Fulacht fia, Boolabeg, Co. Waterford
Co. Waterford |
Settlement Sites
At the base of the Comeragh Mountains in County Waterford, a grass-covered mound roughly the size of a tennis court sits quietly beside a stream, its horseshoe shape still legible after several thousand years. This is a fulacht fia, a type of prehistoric cooking site found in considerable numbers across Ireland, typically dating from the Bronze Age. The standard interpretation is that stones were heated in a fire and dropped into a water-filled trough to bring it to boiling point, the discarded cracked stones gradually accumulating into the characteristic mound that surrounds the trough on three sides. Here, that central depression is still visible, a rectangular hollow measuring four metres long and two and a half metres wide, opening to the west.
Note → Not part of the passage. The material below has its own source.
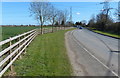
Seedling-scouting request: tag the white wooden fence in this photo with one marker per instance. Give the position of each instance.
(17, 46)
The mound itself is substantial, running twenty-seven metres north to south and fifteen metres east to west, rising to about seven-tenths of a metre at its highest points immediately north and south of the trough hollow. Its position on a gentle north-facing slope adjacent to a stream is entirely typical of the type; ready access to water was essential to the whole operation, and such sites cluster along watercourses throughout the Irish landscape. What makes this particular spot quietly notable is that a second fulacht fia lies just seventeen metres to the south, suggesting repeated or concurrent use of this stretch of ground. Whether the two sites were contemporary with one another or represent activity at different periods is not something the surface evidence can settle, but their proximity hints at something more deliberate than coincidence in the choice of this location at the mountain's edge.